By | Published on Monday 6 September 2010

The Guardian went a little bit Daily Mail this weekend in response to what was basically a throw away remark made by Steven ‘Let Me Say Something You Might Find Slightly Offensive’ Morrissey in a new interview with poet Simon Armitage published by the broadsheet on Saturday.

The paper decided to take offence because Mozza wrote off the entire Chinese population as being a “sub-species”. So far, so racist, except when put in context, perhaps. The singer made the sweeping statement while discussing animal rights, or the lack thereof, in China. He told Armitage: “Did you see the thing on the news about their treatment of animals and animal welfare? Absolutely horrific. You can’t help but feel that the Chinese are a sub-species”.
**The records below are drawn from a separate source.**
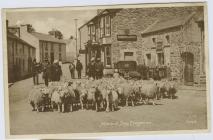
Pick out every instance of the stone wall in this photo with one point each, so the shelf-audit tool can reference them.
(136, 21)
(183, 39)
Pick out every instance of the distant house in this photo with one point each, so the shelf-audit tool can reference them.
(70, 49)
(20, 55)
(47, 46)
(50, 48)
(179, 43)
(115, 34)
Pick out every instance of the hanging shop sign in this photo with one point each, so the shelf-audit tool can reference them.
(126, 37)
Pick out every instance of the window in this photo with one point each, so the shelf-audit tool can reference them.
(46, 55)
(60, 58)
(13, 46)
(128, 55)
(93, 32)
(23, 65)
(59, 47)
(16, 47)
(148, 59)
(107, 25)
(45, 44)
(23, 48)
(29, 51)
(102, 27)
(160, 58)
(89, 32)
(154, 40)
(167, 38)
(108, 56)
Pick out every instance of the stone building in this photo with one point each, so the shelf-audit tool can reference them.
(123, 34)
(20, 55)
(115, 34)
(46, 45)
(178, 43)
(50, 47)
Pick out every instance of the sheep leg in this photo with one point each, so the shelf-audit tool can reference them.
(107, 108)
(63, 108)
(126, 101)
(59, 108)
(96, 106)
(153, 102)
(82, 105)
(113, 106)
(71, 107)
(33, 106)
(133, 102)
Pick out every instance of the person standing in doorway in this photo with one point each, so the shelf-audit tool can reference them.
(72, 70)
(46, 72)
(79, 68)
(99, 67)
(57, 71)
(35, 72)
(91, 68)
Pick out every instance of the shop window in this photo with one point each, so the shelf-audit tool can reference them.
(160, 58)
(107, 25)
(46, 48)
(52, 50)
(46, 55)
(102, 26)
(59, 47)
(148, 58)
(167, 39)
(23, 48)
(128, 55)
(108, 56)
(60, 58)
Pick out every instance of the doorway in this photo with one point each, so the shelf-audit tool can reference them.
(188, 61)
(51, 57)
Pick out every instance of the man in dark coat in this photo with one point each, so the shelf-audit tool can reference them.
(79, 68)
(35, 72)
(99, 67)
(57, 72)
(91, 68)
(72, 70)
(46, 71)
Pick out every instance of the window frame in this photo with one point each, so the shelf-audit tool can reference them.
(106, 56)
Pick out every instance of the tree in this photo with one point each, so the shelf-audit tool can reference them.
(56, 33)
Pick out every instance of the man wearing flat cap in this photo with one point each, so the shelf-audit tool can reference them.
(91, 68)
(99, 67)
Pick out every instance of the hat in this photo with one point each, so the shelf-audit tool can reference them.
(55, 61)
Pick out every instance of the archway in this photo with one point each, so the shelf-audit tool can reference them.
(188, 61)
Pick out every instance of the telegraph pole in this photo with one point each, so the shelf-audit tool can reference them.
(76, 35)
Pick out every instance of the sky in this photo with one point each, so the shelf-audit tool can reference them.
(44, 21)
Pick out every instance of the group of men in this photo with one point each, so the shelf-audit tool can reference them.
(78, 67)
(51, 72)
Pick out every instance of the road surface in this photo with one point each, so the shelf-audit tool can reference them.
(188, 112)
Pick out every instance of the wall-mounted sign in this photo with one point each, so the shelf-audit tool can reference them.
(126, 37)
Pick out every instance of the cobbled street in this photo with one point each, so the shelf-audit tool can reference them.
(188, 112)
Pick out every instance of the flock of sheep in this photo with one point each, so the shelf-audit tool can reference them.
(104, 94)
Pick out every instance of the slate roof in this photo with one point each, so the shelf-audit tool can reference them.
(105, 10)
(11, 35)
(166, 24)
(46, 37)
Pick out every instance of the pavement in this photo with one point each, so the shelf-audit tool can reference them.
(187, 112)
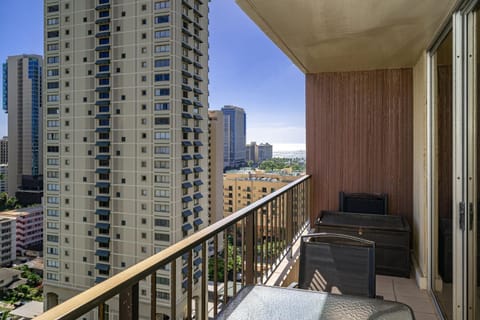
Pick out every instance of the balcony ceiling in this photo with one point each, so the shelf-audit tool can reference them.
(349, 35)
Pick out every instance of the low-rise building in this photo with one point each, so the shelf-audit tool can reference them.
(7, 241)
(242, 189)
(29, 227)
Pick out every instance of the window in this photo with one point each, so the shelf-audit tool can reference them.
(162, 48)
(52, 47)
(53, 21)
(52, 34)
(160, 106)
(162, 135)
(104, 27)
(51, 250)
(162, 237)
(54, 59)
(104, 54)
(53, 213)
(162, 223)
(52, 85)
(162, 92)
(52, 238)
(102, 41)
(162, 19)
(53, 263)
(162, 178)
(53, 187)
(161, 164)
(159, 63)
(162, 150)
(52, 149)
(53, 162)
(162, 5)
(162, 120)
(52, 72)
(104, 68)
(162, 193)
(104, 81)
(162, 34)
(162, 77)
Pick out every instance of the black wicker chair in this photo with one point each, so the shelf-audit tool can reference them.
(376, 203)
(337, 263)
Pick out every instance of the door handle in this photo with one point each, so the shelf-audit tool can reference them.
(470, 216)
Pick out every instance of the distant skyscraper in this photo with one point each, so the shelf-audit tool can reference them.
(4, 150)
(265, 152)
(251, 152)
(22, 100)
(258, 152)
(235, 123)
(216, 142)
(126, 139)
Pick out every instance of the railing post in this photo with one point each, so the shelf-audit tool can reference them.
(250, 247)
(128, 303)
(289, 219)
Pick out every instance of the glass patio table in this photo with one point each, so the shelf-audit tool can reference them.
(263, 302)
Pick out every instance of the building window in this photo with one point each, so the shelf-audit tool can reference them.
(162, 5)
(162, 48)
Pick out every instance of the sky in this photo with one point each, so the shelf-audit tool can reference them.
(246, 69)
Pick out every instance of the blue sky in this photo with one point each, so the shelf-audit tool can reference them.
(246, 68)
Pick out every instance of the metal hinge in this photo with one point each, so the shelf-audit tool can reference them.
(461, 209)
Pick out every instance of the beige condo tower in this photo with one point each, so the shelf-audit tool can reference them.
(126, 127)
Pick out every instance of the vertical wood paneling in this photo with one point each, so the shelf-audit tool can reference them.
(359, 136)
(444, 141)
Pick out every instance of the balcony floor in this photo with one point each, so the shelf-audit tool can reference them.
(406, 291)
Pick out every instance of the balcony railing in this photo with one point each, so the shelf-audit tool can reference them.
(257, 238)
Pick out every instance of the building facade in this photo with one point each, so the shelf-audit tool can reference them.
(22, 100)
(216, 142)
(235, 123)
(7, 241)
(126, 139)
(242, 189)
(4, 150)
(29, 228)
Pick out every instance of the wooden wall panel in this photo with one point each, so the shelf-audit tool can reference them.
(359, 136)
(444, 132)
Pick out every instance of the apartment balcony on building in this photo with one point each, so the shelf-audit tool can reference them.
(390, 109)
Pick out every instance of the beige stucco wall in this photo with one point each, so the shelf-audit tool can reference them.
(420, 209)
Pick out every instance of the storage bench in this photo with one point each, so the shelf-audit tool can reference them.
(390, 233)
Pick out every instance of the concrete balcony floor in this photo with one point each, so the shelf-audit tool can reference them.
(406, 291)
(403, 290)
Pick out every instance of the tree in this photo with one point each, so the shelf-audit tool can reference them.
(221, 263)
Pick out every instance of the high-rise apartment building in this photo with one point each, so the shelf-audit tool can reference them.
(22, 100)
(29, 227)
(126, 140)
(8, 241)
(235, 123)
(3, 178)
(216, 143)
(4, 150)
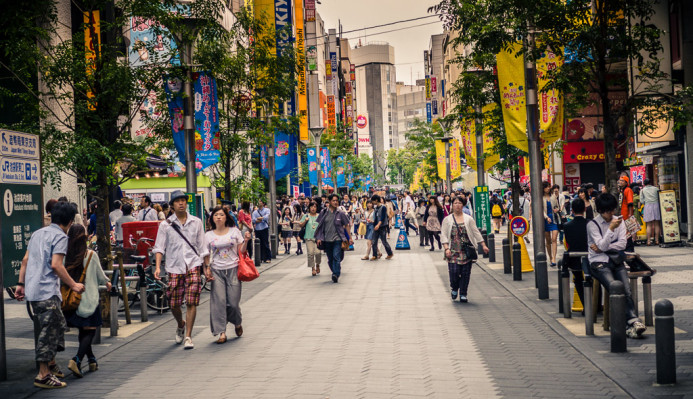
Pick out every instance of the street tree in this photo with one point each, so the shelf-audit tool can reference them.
(600, 37)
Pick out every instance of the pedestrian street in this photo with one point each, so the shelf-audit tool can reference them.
(388, 329)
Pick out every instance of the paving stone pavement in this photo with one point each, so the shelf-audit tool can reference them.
(387, 329)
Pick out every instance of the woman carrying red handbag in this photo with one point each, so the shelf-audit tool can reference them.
(226, 247)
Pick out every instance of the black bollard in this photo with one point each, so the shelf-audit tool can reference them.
(665, 342)
(542, 276)
(617, 316)
(491, 248)
(256, 252)
(517, 262)
(507, 268)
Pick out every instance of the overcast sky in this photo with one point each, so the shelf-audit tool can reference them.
(409, 44)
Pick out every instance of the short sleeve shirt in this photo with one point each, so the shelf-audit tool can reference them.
(224, 248)
(41, 282)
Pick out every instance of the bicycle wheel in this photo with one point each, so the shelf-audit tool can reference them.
(156, 296)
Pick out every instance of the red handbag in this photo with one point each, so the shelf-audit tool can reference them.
(246, 268)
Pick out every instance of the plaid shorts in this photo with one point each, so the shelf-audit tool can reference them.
(185, 286)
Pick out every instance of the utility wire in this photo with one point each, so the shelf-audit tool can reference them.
(376, 26)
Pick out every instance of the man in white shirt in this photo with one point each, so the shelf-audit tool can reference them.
(606, 238)
(147, 213)
(182, 238)
(116, 213)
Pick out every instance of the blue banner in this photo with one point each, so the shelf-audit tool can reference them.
(312, 166)
(174, 95)
(326, 168)
(339, 171)
(206, 121)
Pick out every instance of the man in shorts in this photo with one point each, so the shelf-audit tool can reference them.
(181, 238)
(39, 283)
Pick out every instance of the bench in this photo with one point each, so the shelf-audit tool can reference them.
(637, 268)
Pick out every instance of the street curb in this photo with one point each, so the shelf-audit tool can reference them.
(582, 347)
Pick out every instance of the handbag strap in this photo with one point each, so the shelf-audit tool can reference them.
(84, 271)
(177, 229)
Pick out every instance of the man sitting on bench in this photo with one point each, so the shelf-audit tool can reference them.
(606, 237)
(576, 241)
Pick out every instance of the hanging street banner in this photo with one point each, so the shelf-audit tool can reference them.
(327, 181)
(550, 102)
(301, 75)
(206, 121)
(511, 82)
(339, 171)
(284, 163)
(312, 166)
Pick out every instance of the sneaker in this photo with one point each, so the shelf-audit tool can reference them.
(180, 333)
(55, 370)
(75, 367)
(639, 328)
(93, 366)
(49, 382)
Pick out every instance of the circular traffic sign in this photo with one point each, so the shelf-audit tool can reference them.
(519, 226)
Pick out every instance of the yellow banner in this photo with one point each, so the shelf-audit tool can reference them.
(301, 66)
(550, 102)
(468, 132)
(511, 82)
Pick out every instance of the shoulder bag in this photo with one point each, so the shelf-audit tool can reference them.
(71, 299)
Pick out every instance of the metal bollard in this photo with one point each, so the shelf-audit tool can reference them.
(647, 299)
(564, 292)
(507, 267)
(665, 342)
(589, 309)
(144, 316)
(256, 252)
(617, 316)
(491, 248)
(517, 262)
(542, 273)
(273, 245)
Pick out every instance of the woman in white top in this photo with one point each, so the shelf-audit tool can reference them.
(225, 243)
(459, 230)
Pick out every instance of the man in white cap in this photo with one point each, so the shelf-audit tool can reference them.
(182, 238)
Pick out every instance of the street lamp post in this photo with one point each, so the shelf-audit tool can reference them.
(317, 134)
(480, 168)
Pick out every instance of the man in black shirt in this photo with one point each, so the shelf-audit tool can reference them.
(576, 241)
(380, 230)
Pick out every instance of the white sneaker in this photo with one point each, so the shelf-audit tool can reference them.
(180, 333)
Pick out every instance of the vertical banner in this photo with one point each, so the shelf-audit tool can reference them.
(511, 82)
(312, 166)
(206, 121)
(339, 171)
(326, 168)
(301, 77)
(174, 95)
(550, 102)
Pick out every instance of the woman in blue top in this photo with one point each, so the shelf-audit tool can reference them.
(550, 225)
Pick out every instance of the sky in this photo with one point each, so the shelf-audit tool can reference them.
(409, 44)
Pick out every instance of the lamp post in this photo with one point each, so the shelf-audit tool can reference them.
(317, 131)
(185, 41)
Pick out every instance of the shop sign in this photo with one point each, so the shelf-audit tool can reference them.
(670, 216)
(585, 152)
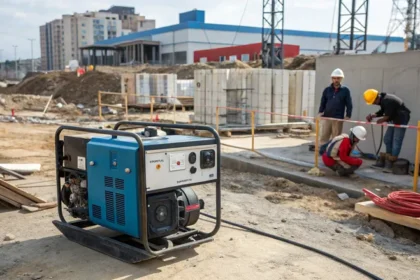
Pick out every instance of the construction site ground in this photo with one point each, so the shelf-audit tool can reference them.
(306, 214)
(295, 150)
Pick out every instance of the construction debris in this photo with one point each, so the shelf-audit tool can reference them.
(15, 196)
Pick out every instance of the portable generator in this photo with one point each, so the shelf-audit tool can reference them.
(138, 185)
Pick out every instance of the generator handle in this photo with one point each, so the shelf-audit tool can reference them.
(113, 134)
(218, 185)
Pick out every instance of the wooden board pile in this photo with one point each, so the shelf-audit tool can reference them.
(21, 199)
(10, 195)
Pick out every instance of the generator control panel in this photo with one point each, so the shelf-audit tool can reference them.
(190, 165)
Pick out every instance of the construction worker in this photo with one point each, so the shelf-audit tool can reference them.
(392, 110)
(337, 154)
(336, 103)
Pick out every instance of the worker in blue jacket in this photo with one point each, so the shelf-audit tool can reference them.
(336, 103)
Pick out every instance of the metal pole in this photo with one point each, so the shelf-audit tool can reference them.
(32, 54)
(353, 16)
(366, 24)
(316, 141)
(273, 31)
(413, 39)
(15, 63)
(217, 119)
(338, 45)
(253, 130)
(416, 168)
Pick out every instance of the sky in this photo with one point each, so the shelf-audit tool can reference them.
(21, 18)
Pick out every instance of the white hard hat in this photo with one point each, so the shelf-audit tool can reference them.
(359, 132)
(337, 73)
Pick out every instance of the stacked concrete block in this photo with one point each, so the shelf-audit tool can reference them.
(263, 87)
(128, 86)
(280, 96)
(160, 85)
(237, 96)
(301, 93)
(216, 83)
(295, 94)
(166, 86)
(144, 87)
(199, 95)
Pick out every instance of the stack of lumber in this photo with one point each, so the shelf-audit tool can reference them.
(21, 199)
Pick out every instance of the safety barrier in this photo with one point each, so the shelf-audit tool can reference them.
(317, 132)
(152, 99)
(100, 104)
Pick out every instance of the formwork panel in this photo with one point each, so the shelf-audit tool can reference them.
(128, 85)
(280, 97)
(308, 93)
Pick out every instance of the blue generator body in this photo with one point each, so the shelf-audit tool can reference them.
(113, 194)
(113, 178)
(140, 185)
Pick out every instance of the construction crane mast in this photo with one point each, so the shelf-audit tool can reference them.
(272, 33)
(404, 19)
(352, 25)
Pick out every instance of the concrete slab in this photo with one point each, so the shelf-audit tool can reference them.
(295, 151)
(240, 161)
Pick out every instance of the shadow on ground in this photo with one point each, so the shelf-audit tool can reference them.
(60, 258)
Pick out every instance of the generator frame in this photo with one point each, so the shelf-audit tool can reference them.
(123, 247)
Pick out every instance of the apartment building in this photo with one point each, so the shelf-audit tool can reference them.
(61, 39)
(51, 45)
(130, 20)
(86, 29)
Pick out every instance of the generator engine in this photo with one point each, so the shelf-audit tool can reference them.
(119, 180)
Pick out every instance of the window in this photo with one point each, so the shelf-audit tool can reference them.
(245, 57)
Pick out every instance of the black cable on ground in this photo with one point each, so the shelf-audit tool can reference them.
(335, 258)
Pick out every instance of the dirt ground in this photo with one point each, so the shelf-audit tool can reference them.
(313, 216)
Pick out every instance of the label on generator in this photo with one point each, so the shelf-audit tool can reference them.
(81, 163)
(177, 161)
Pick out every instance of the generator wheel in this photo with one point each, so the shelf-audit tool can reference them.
(188, 197)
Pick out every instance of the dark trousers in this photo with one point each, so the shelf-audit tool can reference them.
(342, 171)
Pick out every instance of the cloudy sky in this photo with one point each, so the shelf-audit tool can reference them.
(21, 18)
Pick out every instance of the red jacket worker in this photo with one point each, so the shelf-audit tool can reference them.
(337, 154)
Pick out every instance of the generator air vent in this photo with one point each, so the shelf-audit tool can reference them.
(119, 184)
(120, 204)
(108, 182)
(96, 211)
(109, 204)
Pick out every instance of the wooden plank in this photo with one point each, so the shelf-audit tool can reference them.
(11, 202)
(31, 208)
(46, 205)
(14, 196)
(29, 196)
(22, 168)
(369, 207)
(11, 173)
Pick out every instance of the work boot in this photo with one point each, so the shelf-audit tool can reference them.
(389, 161)
(380, 162)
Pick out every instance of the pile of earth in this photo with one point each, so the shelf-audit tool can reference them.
(300, 62)
(73, 89)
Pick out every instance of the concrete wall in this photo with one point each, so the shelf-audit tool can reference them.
(199, 39)
(396, 73)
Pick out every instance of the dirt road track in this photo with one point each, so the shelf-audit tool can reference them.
(312, 216)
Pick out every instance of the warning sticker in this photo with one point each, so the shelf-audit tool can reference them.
(177, 161)
(81, 163)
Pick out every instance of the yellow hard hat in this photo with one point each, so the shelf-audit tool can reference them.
(370, 96)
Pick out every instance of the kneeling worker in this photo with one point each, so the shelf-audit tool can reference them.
(392, 110)
(337, 154)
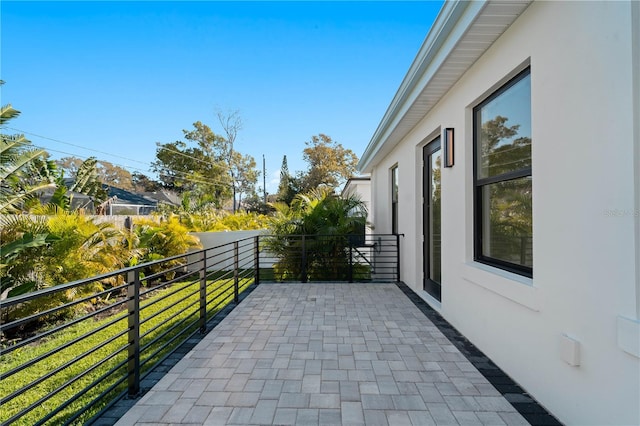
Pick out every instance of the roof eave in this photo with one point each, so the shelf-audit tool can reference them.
(445, 37)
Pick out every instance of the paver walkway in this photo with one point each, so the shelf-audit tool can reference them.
(324, 354)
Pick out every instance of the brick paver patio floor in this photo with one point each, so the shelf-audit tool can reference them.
(324, 354)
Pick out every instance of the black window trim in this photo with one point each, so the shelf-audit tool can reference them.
(478, 184)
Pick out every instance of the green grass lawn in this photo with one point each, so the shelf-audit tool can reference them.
(98, 355)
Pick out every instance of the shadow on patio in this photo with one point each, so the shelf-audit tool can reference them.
(328, 354)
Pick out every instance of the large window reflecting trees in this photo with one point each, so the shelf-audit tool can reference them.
(503, 177)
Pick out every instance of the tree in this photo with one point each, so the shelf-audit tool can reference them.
(107, 172)
(24, 169)
(329, 224)
(330, 165)
(289, 186)
(244, 175)
(200, 169)
(113, 175)
(242, 168)
(231, 124)
(211, 171)
(143, 183)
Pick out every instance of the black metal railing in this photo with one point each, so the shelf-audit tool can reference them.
(315, 258)
(68, 352)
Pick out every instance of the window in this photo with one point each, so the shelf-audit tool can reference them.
(394, 200)
(502, 177)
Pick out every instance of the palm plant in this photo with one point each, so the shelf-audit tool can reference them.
(329, 225)
(161, 240)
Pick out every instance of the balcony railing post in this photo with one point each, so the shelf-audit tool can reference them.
(303, 267)
(133, 306)
(257, 259)
(203, 291)
(235, 272)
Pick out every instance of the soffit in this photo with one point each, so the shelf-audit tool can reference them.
(461, 34)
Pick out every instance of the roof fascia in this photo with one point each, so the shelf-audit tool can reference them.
(453, 21)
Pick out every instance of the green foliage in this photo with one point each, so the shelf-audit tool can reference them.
(177, 307)
(330, 165)
(24, 170)
(43, 251)
(163, 239)
(327, 221)
(209, 220)
(199, 169)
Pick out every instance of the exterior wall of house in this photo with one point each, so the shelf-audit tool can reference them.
(585, 292)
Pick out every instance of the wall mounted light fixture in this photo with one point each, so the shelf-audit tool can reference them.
(448, 147)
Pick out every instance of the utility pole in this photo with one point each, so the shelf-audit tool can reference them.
(264, 179)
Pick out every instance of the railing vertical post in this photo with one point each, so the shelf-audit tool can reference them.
(350, 263)
(398, 255)
(303, 269)
(235, 272)
(257, 259)
(203, 291)
(133, 306)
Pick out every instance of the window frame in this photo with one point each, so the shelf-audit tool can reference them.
(395, 189)
(479, 184)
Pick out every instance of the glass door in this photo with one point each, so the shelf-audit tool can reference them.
(431, 178)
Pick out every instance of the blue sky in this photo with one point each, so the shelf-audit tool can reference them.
(116, 77)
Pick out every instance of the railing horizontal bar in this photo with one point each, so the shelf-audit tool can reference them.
(163, 273)
(23, 298)
(165, 310)
(93, 402)
(50, 331)
(57, 370)
(86, 388)
(28, 319)
(66, 345)
(226, 298)
(228, 282)
(156, 287)
(55, 391)
(166, 295)
(148, 345)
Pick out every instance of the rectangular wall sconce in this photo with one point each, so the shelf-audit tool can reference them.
(448, 147)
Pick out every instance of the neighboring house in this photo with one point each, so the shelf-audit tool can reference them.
(360, 187)
(162, 197)
(529, 244)
(122, 202)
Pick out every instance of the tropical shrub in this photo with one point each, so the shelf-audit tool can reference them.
(44, 251)
(329, 224)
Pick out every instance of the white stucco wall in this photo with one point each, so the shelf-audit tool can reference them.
(585, 160)
(362, 189)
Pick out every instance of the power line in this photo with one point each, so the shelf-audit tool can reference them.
(71, 144)
(184, 176)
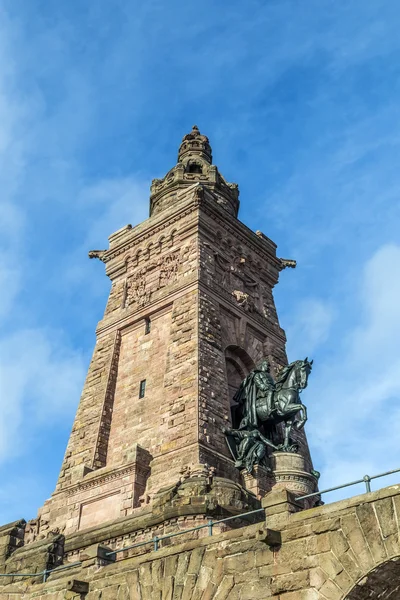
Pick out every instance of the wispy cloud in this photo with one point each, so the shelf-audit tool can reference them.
(302, 109)
(354, 390)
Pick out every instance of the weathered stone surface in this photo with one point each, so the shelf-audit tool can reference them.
(190, 312)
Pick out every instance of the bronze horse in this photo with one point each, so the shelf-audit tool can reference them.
(264, 402)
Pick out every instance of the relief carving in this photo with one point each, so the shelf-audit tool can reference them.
(136, 289)
(140, 286)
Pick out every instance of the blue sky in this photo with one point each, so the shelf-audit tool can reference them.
(301, 105)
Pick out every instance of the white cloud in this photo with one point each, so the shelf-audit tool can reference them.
(40, 382)
(353, 396)
(308, 327)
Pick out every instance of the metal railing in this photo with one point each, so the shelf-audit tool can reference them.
(44, 573)
(366, 479)
(157, 539)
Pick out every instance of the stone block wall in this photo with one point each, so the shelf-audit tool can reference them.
(348, 550)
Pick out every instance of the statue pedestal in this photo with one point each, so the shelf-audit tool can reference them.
(259, 483)
(290, 474)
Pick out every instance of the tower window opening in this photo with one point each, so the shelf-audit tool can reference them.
(142, 388)
(195, 168)
(147, 325)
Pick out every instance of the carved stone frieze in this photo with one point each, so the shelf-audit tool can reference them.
(140, 286)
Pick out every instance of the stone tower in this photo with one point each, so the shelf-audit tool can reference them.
(190, 313)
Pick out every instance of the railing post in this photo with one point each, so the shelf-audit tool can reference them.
(367, 480)
(210, 526)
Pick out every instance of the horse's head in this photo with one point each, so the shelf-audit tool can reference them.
(295, 375)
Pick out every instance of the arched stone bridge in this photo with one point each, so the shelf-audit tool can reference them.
(347, 550)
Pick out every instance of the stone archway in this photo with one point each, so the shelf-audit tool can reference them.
(238, 364)
(381, 583)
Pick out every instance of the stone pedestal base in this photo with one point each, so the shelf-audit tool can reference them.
(259, 483)
(290, 474)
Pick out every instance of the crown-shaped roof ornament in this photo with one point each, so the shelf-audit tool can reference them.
(195, 144)
(193, 174)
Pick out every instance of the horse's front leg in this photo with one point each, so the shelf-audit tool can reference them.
(303, 418)
(288, 429)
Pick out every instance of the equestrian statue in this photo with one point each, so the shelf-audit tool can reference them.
(265, 403)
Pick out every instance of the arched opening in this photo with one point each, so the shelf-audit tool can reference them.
(381, 582)
(194, 167)
(238, 365)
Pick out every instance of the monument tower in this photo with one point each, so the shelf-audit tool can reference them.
(190, 314)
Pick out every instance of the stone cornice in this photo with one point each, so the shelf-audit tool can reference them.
(233, 308)
(261, 245)
(93, 480)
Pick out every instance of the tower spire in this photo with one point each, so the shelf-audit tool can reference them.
(194, 166)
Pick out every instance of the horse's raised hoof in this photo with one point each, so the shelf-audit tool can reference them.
(290, 448)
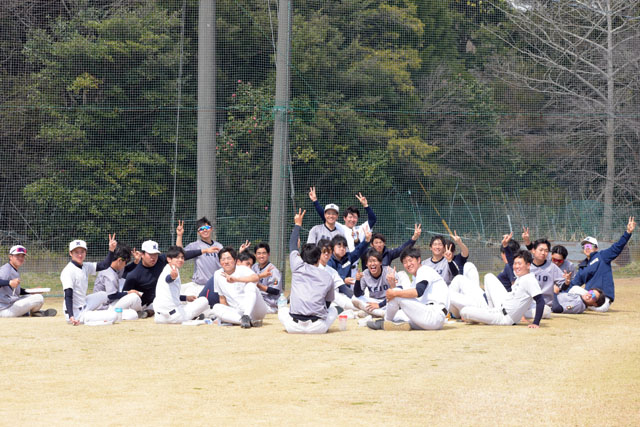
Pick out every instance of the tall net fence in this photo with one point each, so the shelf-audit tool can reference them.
(482, 117)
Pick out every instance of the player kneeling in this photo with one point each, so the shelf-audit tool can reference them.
(167, 303)
(312, 289)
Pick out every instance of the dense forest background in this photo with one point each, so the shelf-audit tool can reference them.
(487, 114)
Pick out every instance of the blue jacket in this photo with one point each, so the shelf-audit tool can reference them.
(596, 271)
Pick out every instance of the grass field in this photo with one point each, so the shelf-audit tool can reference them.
(574, 370)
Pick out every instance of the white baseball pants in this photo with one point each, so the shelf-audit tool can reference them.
(24, 305)
(307, 327)
(253, 306)
(184, 312)
(421, 316)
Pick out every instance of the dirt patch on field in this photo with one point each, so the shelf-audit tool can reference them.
(576, 369)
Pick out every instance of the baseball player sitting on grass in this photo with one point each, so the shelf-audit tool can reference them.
(424, 302)
(14, 300)
(595, 271)
(109, 281)
(241, 302)
(270, 286)
(341, 290)
(378, 242)
(507, 308)
(377, 279)
(78, 306)
(145, 275)
(205, 265)
(312, 289)
(443, 260)
(576, 300)
(167, 303)
(350, 230)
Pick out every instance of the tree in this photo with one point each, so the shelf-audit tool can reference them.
(582, 56)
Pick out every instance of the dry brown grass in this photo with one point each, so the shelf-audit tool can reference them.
(575, 370)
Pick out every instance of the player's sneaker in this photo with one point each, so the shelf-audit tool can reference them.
(396, 326)
(359, 303)
(245, 321)
(376, 324)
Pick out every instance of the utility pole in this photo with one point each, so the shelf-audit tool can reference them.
(279, 217)
(206, 185)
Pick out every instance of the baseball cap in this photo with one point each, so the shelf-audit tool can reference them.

An unwise expression no doubt, but surely not that surprising when coming from a famous advocate of animal rights angrily commenting on a society that has very different views on the issue to him. Armitage himself, while quoting the remark to demonstrate that the former Smiths frontman is still prone to mouth off, only mentioned it in passing, and didn’t seem to challenge the singer over his tendency to say things others are prone to label as “racist”.

And, of course, it’s because Mozza has a history of saying things others deem to be racially offensive – most recently when discussing immigration into the UK in an interview with the NME in 2007 – that the “sub-species” remark is newsworthy.

One Guardian columnist took particular offence.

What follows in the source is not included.